A decade later, 9/11 search dogs still admired, studied for lasting effects

A decade later, 9/11 search dogs still admired, studied for lasting effects

Apr 01, 2011

National Report — They combed through more than a million tons of hazardous debris covering 16 acres with nothing more than a nose to the ground in the days after the Sept. 11, 2001, terrorist attacks on the World Trade Center in New York City, while their human counterparts were outfitted in protective gear.

A decade later, about a third of the search-and-rescue dogs remain—most showing little evidence of ill health despite the prolonged exposure to toxic fumes from the pile. To the contrary, many of the responders who worked at Ground Zero are still plagued with physical ailments and psychological scars from the tragedy.

A bright spot on a dark day: Brought to Ground Zero in the days after 9/11 to help find and recover human remains, Otto says the search dogs did much more. (Photo courtesy od Dr. Cynthia Otto)
"It's amazing, because the dogs have done remarkably well," says Cynthia Otto, DVM, PhD, associate professor, research director and associate chair for research in the Department of Clinical Studies at the School of Veterinary Medicine at the University of Pennsylvania.

Otto has been tracking about 100 of the search-and-rescue dogs called to duty after 9/11. The American Kennel Club's Canine Health Foundation began funding the project in January 2002. Her study involves 97 dogs deployed to the World Trade Center, the Pentagon, and the Staten Island landfill where the World Trade Center debris was taken, and 57 control dogs. The control dogs are search-and-rescue dogs of similar ages and breeds that did not work the post-9/11 cleanup, Otto says.

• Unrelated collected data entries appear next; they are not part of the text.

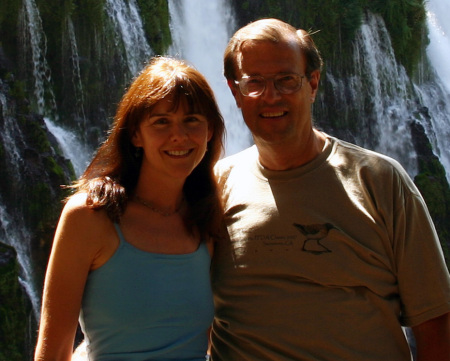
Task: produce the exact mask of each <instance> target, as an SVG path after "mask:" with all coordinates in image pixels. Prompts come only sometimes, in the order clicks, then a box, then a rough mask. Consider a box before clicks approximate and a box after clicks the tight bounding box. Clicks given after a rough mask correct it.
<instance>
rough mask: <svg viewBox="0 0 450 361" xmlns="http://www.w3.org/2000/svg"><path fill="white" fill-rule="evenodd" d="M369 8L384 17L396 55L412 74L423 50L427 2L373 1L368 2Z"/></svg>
mask: <svg viewBox="0 0 450 361" xmlns="http://www.w3.org/2000/svg"><path fill="white" fill-rule="evenodd" d="M367 7H368V9H370V10H371V11H373V12H375V13H379V14H380V15H381V16H382V17H383V19H384V21H385V23H386V27H387V29H388V30H389V34H390V36H391V41H392V45H393V47H394V50H395V54H396V56H397V58H398V60H399V61H400V62H401V63H402V64H403V65H404V66H405V68H406V69H407V70H408V72H409V73H410V74H411V73H412V72H413V71H414V70H415V68H416V64H417V62H418V60H419V58H420V54H421V52H422V50H423V45H422V44H421V43H422V34H423V33H424V31H425V27H426V24H425V21H426V12H425V1H424V0H395V1H392V0H391V1H385V0H373V1H367Z"/></svg>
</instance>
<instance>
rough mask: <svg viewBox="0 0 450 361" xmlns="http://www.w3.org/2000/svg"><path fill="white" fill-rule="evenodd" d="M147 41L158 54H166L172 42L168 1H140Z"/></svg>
mask: <svg viewBox="0 0 450 361" xmlns="http://www.w3.org/2000/svg"><path fill="white" fill-rule="evenodd" d="M138 5H139V9H140V12H141V17H142V20H143V25H144V31H145V33H146V35H147V40H148V42H149V43H150V44H151V47H152V49H153V50H154V51H155V53H156V54H164V53H165V52H166V50H167V48H168V47H169V45H170V44H171V42H172V37H171V34H170V28H169V6H168V4H167V0H152V1H149V0H138Z"/></svg>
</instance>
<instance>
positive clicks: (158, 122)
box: [153, 118, 169, 125]
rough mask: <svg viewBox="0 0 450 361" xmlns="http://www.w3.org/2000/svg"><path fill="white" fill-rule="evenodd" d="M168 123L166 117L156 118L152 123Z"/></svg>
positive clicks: (160, 124)
mask: <svg viewBox="0 0 450 361" xmlns="http://www.w3.org/2000/svg"><path fill="white" fill-rule="evenodd" d="M168 123H169V121H168V119H167V118H157V119H155V120H154V121H153V125H165V124H168Z"/></svg>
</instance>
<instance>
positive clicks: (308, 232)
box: [293, 223, 334, 254]
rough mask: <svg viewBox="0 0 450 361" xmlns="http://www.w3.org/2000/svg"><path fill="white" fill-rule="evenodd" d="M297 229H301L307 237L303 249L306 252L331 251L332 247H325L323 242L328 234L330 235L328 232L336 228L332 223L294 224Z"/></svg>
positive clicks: (321, 253)
mask: <svg viewBox="0 0 450 361" xmlns="http://www.w3.org/2000/svg"><path fill="white" fill-rule="evenodd" d="M293 225H294V227H295V228H297V230H299V231H300V233H302V234H303V235H304V236H305V237H306V240H305V242H304V243H303V248H302V250H303V251H304V252H310V253H313V254H323V253H328V252H331V250H330V249H328V248H327V247H325V246H324V245H323V244H322V243H320V242H321V240H323V239H324V238H325V237H326V236H328V232H329V231H330V229H332V228H334V227H333V225H332V224H330V223H325V224H308V225H302V224H298V223H294V224H293Z"/></svg>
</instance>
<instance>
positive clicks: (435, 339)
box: [412, 313, 450, 361]
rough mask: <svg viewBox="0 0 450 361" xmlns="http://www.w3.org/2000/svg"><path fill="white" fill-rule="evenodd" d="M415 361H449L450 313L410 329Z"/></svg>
mask: <svg viewBox="0 0 450 361" xmlns="http://www.w3.org/2000/svg"><path fill="white" fill-rule="evenodd" d="M412 330H413V332H414V337H415V339H416V345H417V361H450V313H446V314H445V315H442V316H439V317H436V318H433V319H431V320H429V321H426V322H424V323H421V324H420V325H417V326H415V327H412Z"/></svg>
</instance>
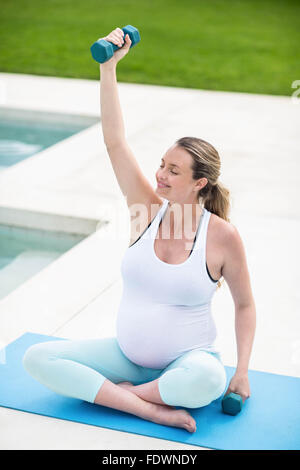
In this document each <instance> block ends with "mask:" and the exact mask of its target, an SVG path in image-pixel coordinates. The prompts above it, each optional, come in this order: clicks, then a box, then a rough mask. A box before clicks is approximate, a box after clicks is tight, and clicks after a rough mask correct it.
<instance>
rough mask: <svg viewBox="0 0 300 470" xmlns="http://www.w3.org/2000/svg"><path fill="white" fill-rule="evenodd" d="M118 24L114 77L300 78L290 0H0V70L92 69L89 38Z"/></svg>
mask: <svg viewBox="0 0 300 470" xmlns="http://www.w3.org/2000/svg"><path fill="white" fill-rule="evenodd" d="M127 24H131V25H133V26H136V27H137V28H138V29H139V31H140V35H141V42H140V43H139V44H138V45H137V46H136V47H134V48H132V49H131V50H130V52H129V54H128V55H127V56H126V57H125V58H124V59H123V60H122V61H121V62H120V63H119V64H118V80H119V81H121V82H130V83H146V84H155V85H167V86H174V87H185V88H201V89H206V90H221V91H222V90H223V91H239V92H249V93H268V94H274V95H288V96H290V95H291V94H292V93H293V91H294V90H293V89H292V88H291V84H292V82H293V81H294V80H300V52H299V51H300V2H299V0H294V1H292V0H253V1H251V0H240V1H238V0H227V1H226V0H206V1H204V0H110V1H107V0H84V1H78V0H9V1H8V0H0V71H1V72H11V73H27V74H36V75H47V76H58V77H74V78H88V79H98V78H99V67H98V65H97V63H96V62H95V61H94V60H93V59H92V57H91V54H90V46H91V44H92V43H93V42H94V41H95V40H97V39H98V38H99V37H102V36H106V35H107V34H108V33H109V32H110V31H111V30H113V29H115V28H116V27H123V26H125V25H127Z"/></svg>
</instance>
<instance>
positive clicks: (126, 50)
mask: <svg viewBox="0 0 300 470" xmlns="http://www.w3.org/2000/svg"><path fill="white" fill-rule="evenodd" d="M101 39H105V41H109V42H111V43H113V44H115V45H116V46H119V47H121V46H122V47H121V49H118V50H116V51H115V52H114V54H113V56H112V58H111V59H109V60H107V61H106V62H104V63H103V64H101V67H103V66H107V65H108V66H110V65H117V63H118V62H119V61H120V60H121V59H123V57H124V56H125V55H126V54H127V53H128V51H129V48H130V46H131V39H130V37H129V35H128V34H126V35H125V36H124V32H123V31H122V29H121V28H116V29H114V30H113V31H112V32H111V33H109V35H108V36H105V37H104V38H101Z"/></svg>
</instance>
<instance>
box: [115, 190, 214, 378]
mask: <svg viewBox="0 0 300 470" xmlns="http://www.w3.org/2000/svg"><path fill="white" fill-rule="evenodd" d="M168 203H169V201H168V200H167V199H165V200H164V202H163V204H162V206H161V208H160V210H159V211H158V213H157V214H156V216H155V218H154V219H153V220H152V222H151V223H150V224H149V226H148V228H147V229H146V230H145V231H144V233H143V234H142V235H141V236H140V238H139V239H138V240H137V241H136V242H134V243H133V244H132V245H131V246H130V247H128V248H127V250H126V251H125V254H124V256H123V259H122V263H121V274H122V279H123V292H122V297H121V302H120V305H119V310H118V314H117V323H116V330H117V340H118V343H119V346H120V348H121V350H122V352H123V353H124V354H125V355H126V356H127V357H128V359H130V360H131V361H132V362H134V363H136V364H138V365H140V366H144V367H150V368H153V369H162V368H165V367H166V366H167V365H168V364H169V363H170V362H172V361H174V360H175V359H176V358H177V357H179V356H181V355H182V354H184V353H185V352H187V351H190V350H192V349H196V348H201V349H203V350H206V351H211V352H217V353H219V351H217V350H216V349H215V347H214V344H213V343H214V341H215V339H216V335H217V332H216V327H215V323H214V320H213V317H212V314H211V299H212V296H213V294H214V292H215V290H216V287H217V282H218V281H217V280H216V281H215V280H213V279H212V278H211V276H210V275H209V272H208V269H207V265H206V237H207V227H208V222H209V219H210V216H211V212H209V211H208V210H207V209H205V208H204V210H203V213H202V216H201V219H200V223H199V224H198V229H197V233H196V237H195V241H194V246H193V249H192V251H191V253H190V256H189V257H188V258H187V259H186V260H185V261H184V262H183V263H180V264H169V263H165V262H164V261H162V260H161V259H159V258H158V256H157V255H156V253H155V250H154V242H155V238H157V232H158V229H159V224H160V222H161V220H162V218H163V216H164V214H165V212H166V210H167V207H168Z"/></svg>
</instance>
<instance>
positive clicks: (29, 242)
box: [0, 224, 86, 299]
mask: <svg viewBox="0 0 300 470" xmlns="http://www.w3.org/2000/svg"><path fill="white" fill-rule="evenodd" d="M84 238H86V235H79V234H69V233H64V232H51V231H44V230H37V229H28V228H21V227H12V226H6V225H1V224H0V299H2V298H4V297H5V296H6V295H8V294H9V293H10V292H12V291H13V290H15V289H16V288H17V287H18V286H20V285H21V284H23V283H24V282H25V281H27V280H28V279H30V278H31V277H32V276H34V275H35V274H37V273H38V272H39V271H41V270H42V269H43V268H45V267H46V266H48V265H49V264H50V263H52V262H53V261H54V260H56V259H57V258H59V257H60V256H61V255H62V254H63V253H66V252H67V251H68V250H70V249H71V248H72V247H73V246H75V245H76V244H78V243H79V242H80V241H81V240H83V239H84Z"/></svg>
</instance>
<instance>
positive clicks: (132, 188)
mask: <svg viewBox="0 0 300 470" xmlns="http://www.w3.org/2000/svg"><path fill="white" fill-rule="evenodd" d="M122 37H123V31H122V30H121V29H120V28H117V29H116V30H114V31H112V33H110V34H109V35H108V36H106V37H105V38H104V39H106V40H108V41H110V42H112V43H114V44H117V45H122ZM130 44H131V40H130V38H129V36H128V35H126V38H125V42H124V46H123V47H122V49H119V50H117V51H116V52H115V53H114V55H113V57H112V58H111V59H110V60H108V61H107V62H104V63H103V64H100V80H101V81H100V103H101V123H102V131H103V139H104V143H105V145H106V149H107V152H108V154H109V157H110V161H111V164H112V167H113V170H114V173H115V175H116V178H117V180H118V183H119V186H120V188H121V191H122V193H123V194H124V196H125V197H126V198H127V200H126V202H127V205H128V207H129V208H130V206H131V205H132V204H135V203H138V204H141V203H144V204H147V205H148V204H157V203H161V202H162V201H161V200H160V198H159V197H158V195H157V194H156V193H155V191H154V189H153V188H152V186H151V184H150V183H149V181H148V180H147V178H146V177H145V176H144V175H143V173H142V171H141V169H140V167H139V165H138V163H137V161H136V159H135V157H134V155H133V153H132V151H131V149H130V147H129V145H128V144H127V141H126V137H125V128H124V122H123V116H122V111H121V106H120V101H119V95H118V87H117V71H116V67H117V63H118V62H119V60H121V59H122V58H123V57H124V56H125V55H126V54H127V53H128V51H129V48H130Z"/></svg>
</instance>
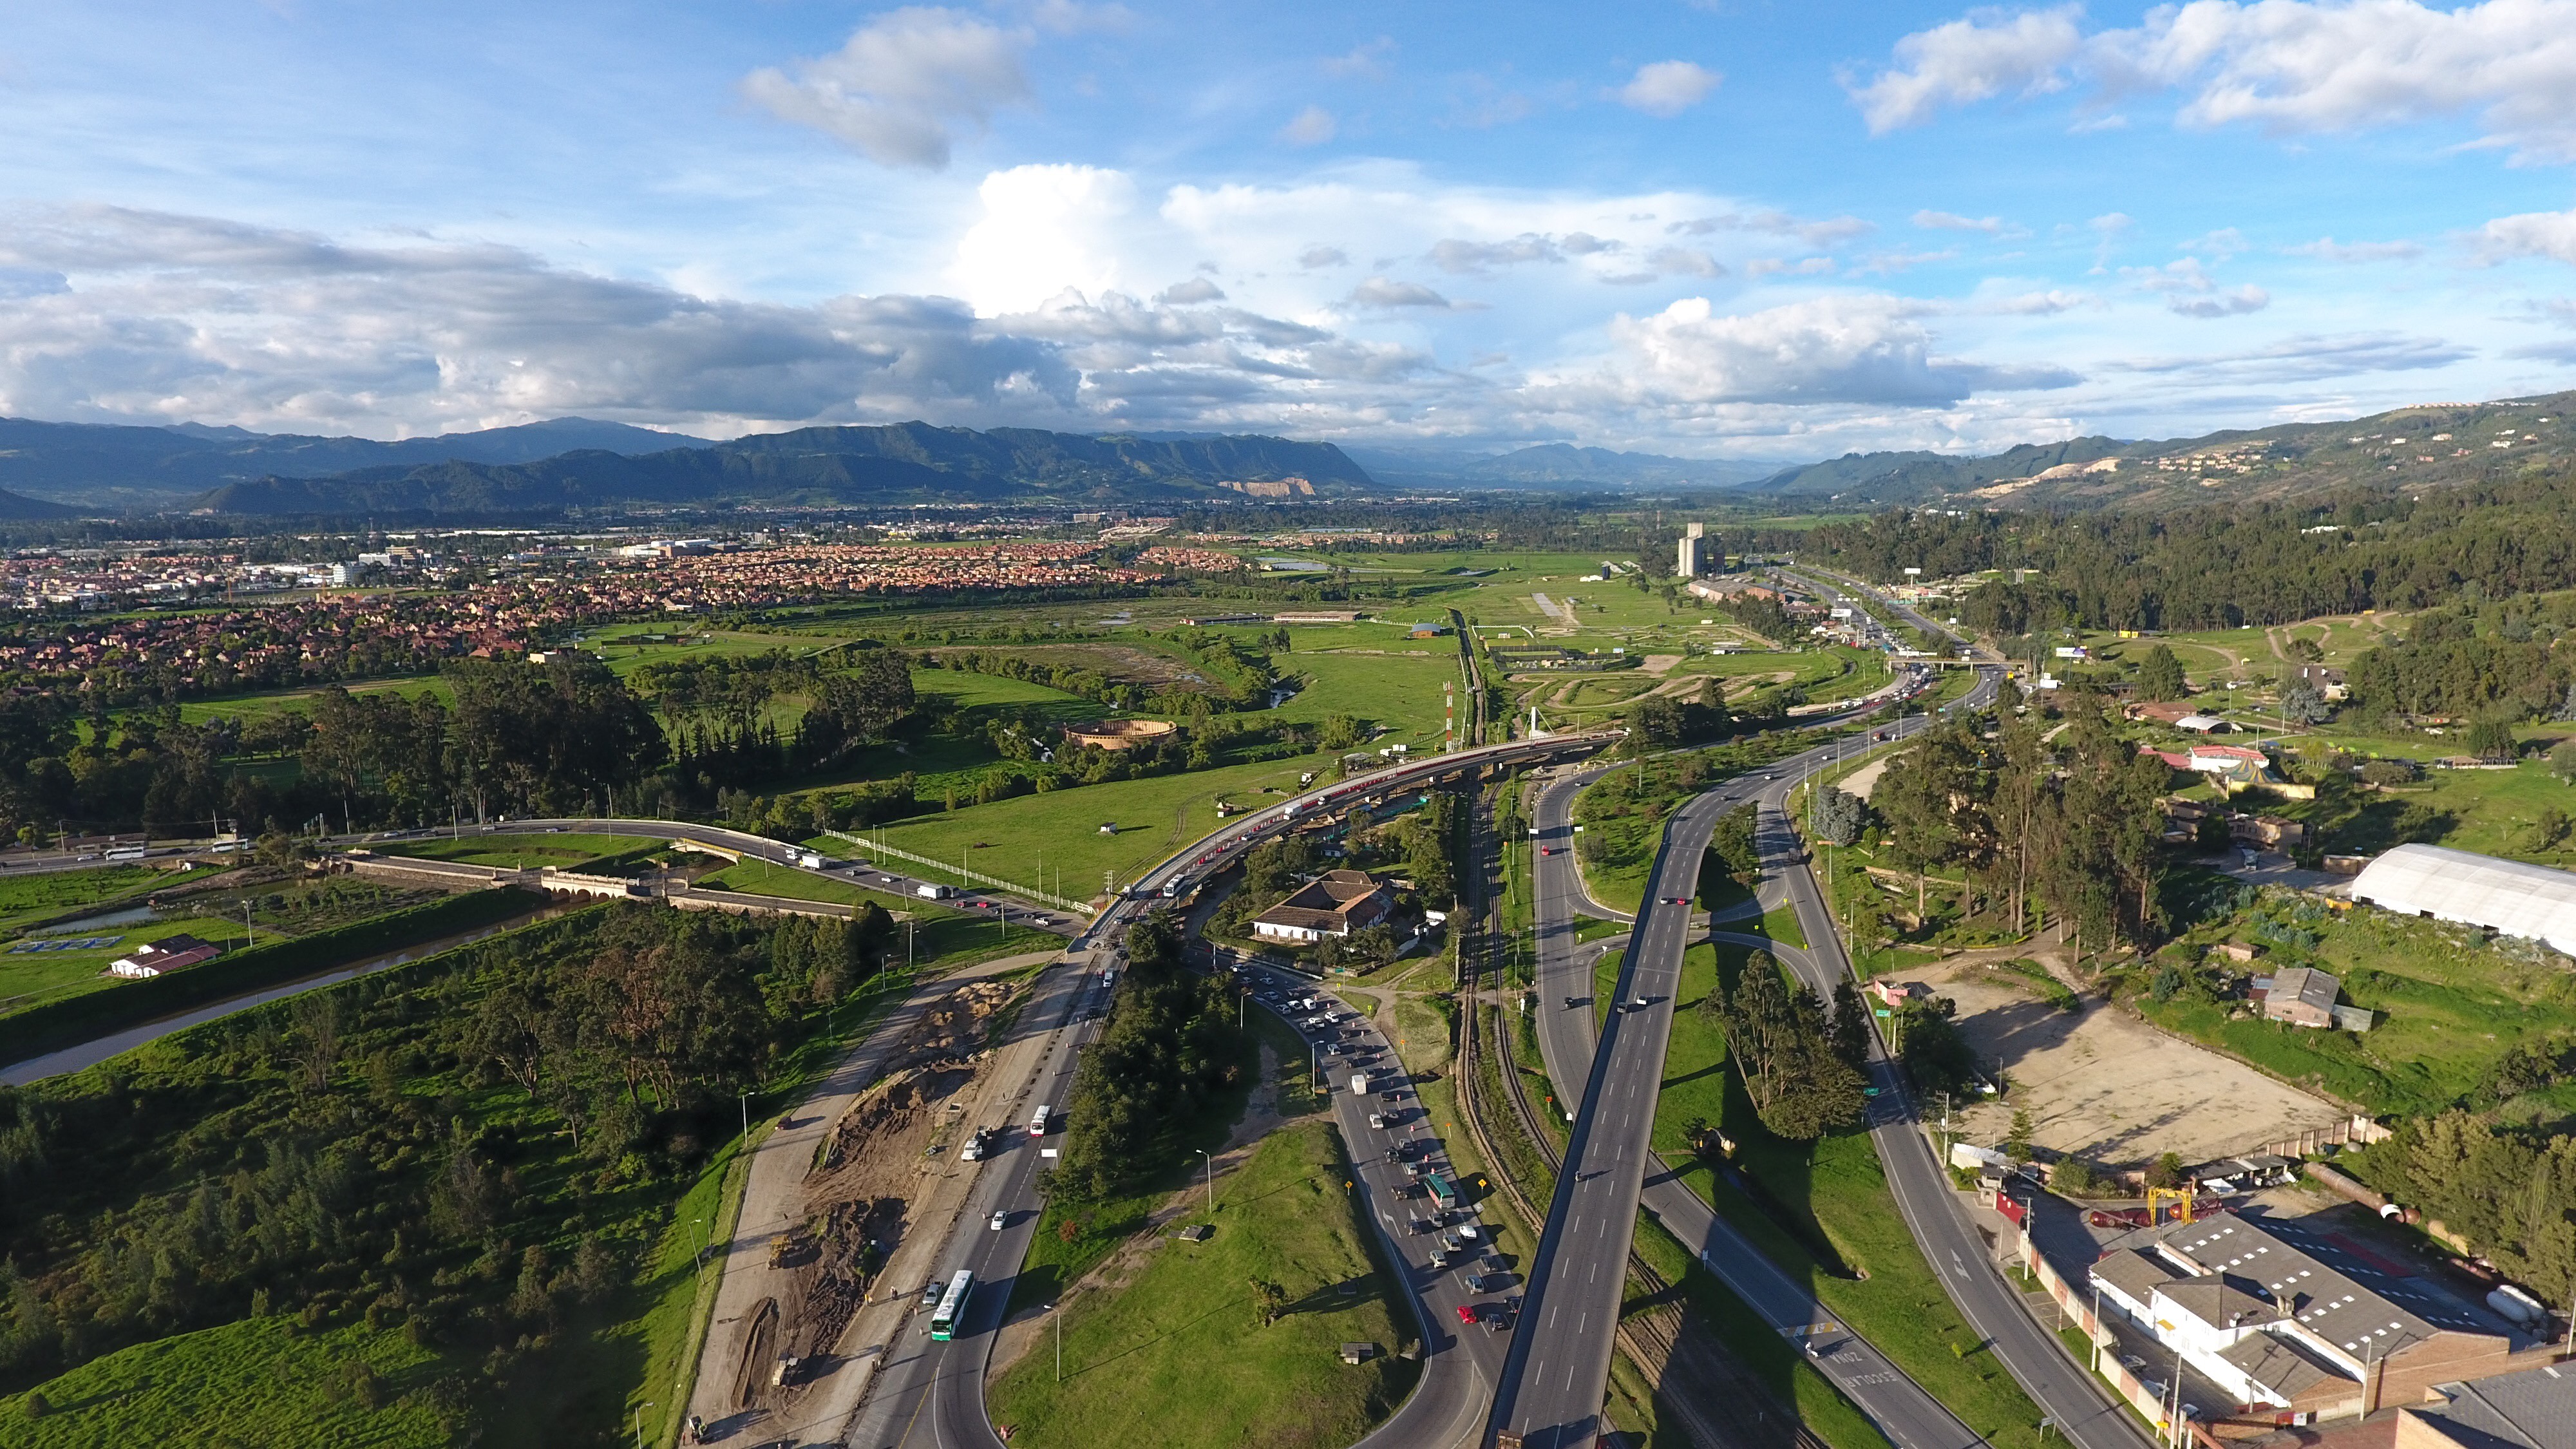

Each year, the deployed dogs participating in the study are examined by their veterinarians. They in turn send blood samples and chest X-rays to Penn. Also included in the annual update are surveys on behavior and general health that are completed by the dog's owners. If a dog dies, a necropsy is performed and the ashes of the dogs are returned to their handlers, Otto says.

Death and cancer rates in the deployed dogs are roughly the same as in the control group, and there are no signs of respiratory disease, Otto says. Though two more dogs died the week she was interviewed, Otto says the deployed dogs most often succumb to old age—not from problems related to their work after 9/11.

"It's not like these dogs are dying young," she says, adding that most live to 14 or 15 years of age.

"They're phenomenal dogs. There's a smattering of health issues, but not what you would expect," she says.

One of the only health differences noted between the control dogs and deployed dogs was an increased chance of heart irregularities, Otto says.

"That was unexpected, so we are watching that closely," she says. "They are not physical problems, per se, more radiographic changes."

In fact, radiographic cardiac abnormalities were significantly more likely to be diagnosed in deployed vs. control dogs, Otto reports in the Journal of Environmental Health (Sept. 2010). "Of the seven dogs with cardiac lesions, five had mild left-sided cardiomegaly with atrial involvement, one had right-sided cardiomegaly, and one had mild generalized cardiomegaly," she states.

Otto says a study of dogs in Mexico City indicates that enlargement of the heart is a condition that could be triggered by environmental pollutants. "Maybe exposure to the toxic chemicals in the air at Ground Zero set those dogs up for that, but there's no way to say for sure," Otto says. "There is no hard evidence yet."

The study is revealing a lot about the aging process in dogs, as Otto explains there have been few opportunities to follow this number of dogs so closely.